Aurélie Dupont et Ruslan Skvortsov, dans leur retenue commune, nous offrent à l’inverse  une prestation à la fois équilibrée et sereine du pas de deux de Giselle. S’il est parfois difficile, sauf à être un admirateur éperdu de la dame, de suivre Aurélie Dupont, à laquelle manque toujours un certain sens du drame, tout au long d’un ballet en plusieurs actes, à l’échelle d’un pas de deux tel que celui de Giselle, le meilleur de l’étoile, à commencer par ses qualités de styliste, se lit et se savoure avec un plaisir d’esthète non dissimulé. Ruslan Skvortsov, quant à lui, fait voir à ses côtés de belles qualités de partenariat, en plus d’une sobriété appréciable dans le geste.
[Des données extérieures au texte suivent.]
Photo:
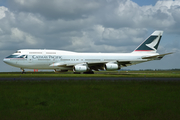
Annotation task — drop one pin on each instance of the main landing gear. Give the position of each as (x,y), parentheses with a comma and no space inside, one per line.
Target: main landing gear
(23,71)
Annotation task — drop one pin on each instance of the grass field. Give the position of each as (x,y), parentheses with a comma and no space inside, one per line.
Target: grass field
(90,99)
(99,100)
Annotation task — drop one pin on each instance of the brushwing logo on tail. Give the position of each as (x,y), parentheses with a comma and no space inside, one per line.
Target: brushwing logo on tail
(153,44)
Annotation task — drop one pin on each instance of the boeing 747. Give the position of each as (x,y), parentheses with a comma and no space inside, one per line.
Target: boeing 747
(62,61)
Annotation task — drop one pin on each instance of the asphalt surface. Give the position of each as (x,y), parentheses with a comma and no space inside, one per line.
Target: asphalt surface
(89,78)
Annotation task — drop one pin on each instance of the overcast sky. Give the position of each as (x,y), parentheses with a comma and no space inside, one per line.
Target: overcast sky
(105,26)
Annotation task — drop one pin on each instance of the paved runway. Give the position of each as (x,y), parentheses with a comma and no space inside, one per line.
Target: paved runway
(91,78)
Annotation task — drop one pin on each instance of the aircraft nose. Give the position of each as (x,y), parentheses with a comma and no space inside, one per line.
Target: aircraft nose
(6,60)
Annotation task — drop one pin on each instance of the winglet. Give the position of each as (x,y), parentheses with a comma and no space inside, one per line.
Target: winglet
(151,43)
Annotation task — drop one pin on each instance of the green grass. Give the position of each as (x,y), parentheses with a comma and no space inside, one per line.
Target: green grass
(97,100)
(170,74)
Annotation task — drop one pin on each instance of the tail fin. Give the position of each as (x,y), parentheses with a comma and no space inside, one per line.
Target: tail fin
(151,43)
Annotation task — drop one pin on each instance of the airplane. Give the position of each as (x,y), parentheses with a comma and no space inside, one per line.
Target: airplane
(87,63)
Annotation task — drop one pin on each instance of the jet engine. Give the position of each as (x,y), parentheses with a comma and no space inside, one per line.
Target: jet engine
(112,66)
(59,70)
(81,68)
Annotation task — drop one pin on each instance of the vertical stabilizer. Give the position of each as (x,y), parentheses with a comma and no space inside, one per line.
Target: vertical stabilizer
(151,43)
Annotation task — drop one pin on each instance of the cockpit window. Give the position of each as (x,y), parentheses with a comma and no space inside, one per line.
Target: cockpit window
(18,51)
(17,56)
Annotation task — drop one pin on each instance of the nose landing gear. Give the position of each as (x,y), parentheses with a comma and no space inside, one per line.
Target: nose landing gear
(23,71)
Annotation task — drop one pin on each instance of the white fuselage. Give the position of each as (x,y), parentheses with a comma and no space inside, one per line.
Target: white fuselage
(65,60)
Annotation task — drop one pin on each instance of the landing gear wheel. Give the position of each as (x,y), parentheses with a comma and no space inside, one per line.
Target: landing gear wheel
(23,71)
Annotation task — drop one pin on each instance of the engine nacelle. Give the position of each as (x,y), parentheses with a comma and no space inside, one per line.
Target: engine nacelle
(112,66)
(59,70)
(81,68)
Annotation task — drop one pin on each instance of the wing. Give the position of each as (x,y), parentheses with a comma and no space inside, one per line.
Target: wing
(157,57)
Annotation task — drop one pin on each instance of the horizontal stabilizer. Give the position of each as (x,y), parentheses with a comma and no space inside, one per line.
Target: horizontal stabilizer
(157,56)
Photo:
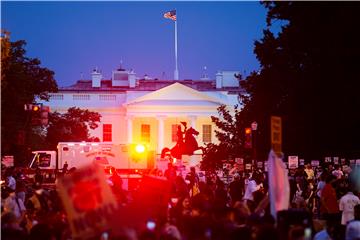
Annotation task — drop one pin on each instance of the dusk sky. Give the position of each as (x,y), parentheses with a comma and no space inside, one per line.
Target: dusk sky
(72,38)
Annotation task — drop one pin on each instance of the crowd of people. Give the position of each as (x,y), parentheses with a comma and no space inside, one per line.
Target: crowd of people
(324,204)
Le saisissement n’est pas là certes, pas plus que l’émotion, mais un travail d’orfèvre délicatement ciselé peut aussi avoir ses charmes…

Le sommet de cette première partie reste incontestablement le duo du Tricorne confrontant Maria Alexandrova, toute de feu et de flamme dans sa robe inspirée du costume mythique de Fanny Elssler dans la « cachucha », et José Martinez, en Meunier castillan de carte postale, inspiré et plus vrai que nature. Maria, la Russe explosive, accélère avec un plaisir non feint les tempi à une vitesse phénoménale, tandis que José, l’austère Espagnol, maître ès virtuosité, semble comme galvanisé par cette partenaire déchaînée, à la sensualité impérieuse et à l’enthousiasme communicatif. Toute l’Espagne stylisée et rêvée des romantiques est là, ressuscitée par le filtre amusé de Massine et de de Falla. Question : peut-on encore revoir décemment Le Tricorne après une telle démonstration?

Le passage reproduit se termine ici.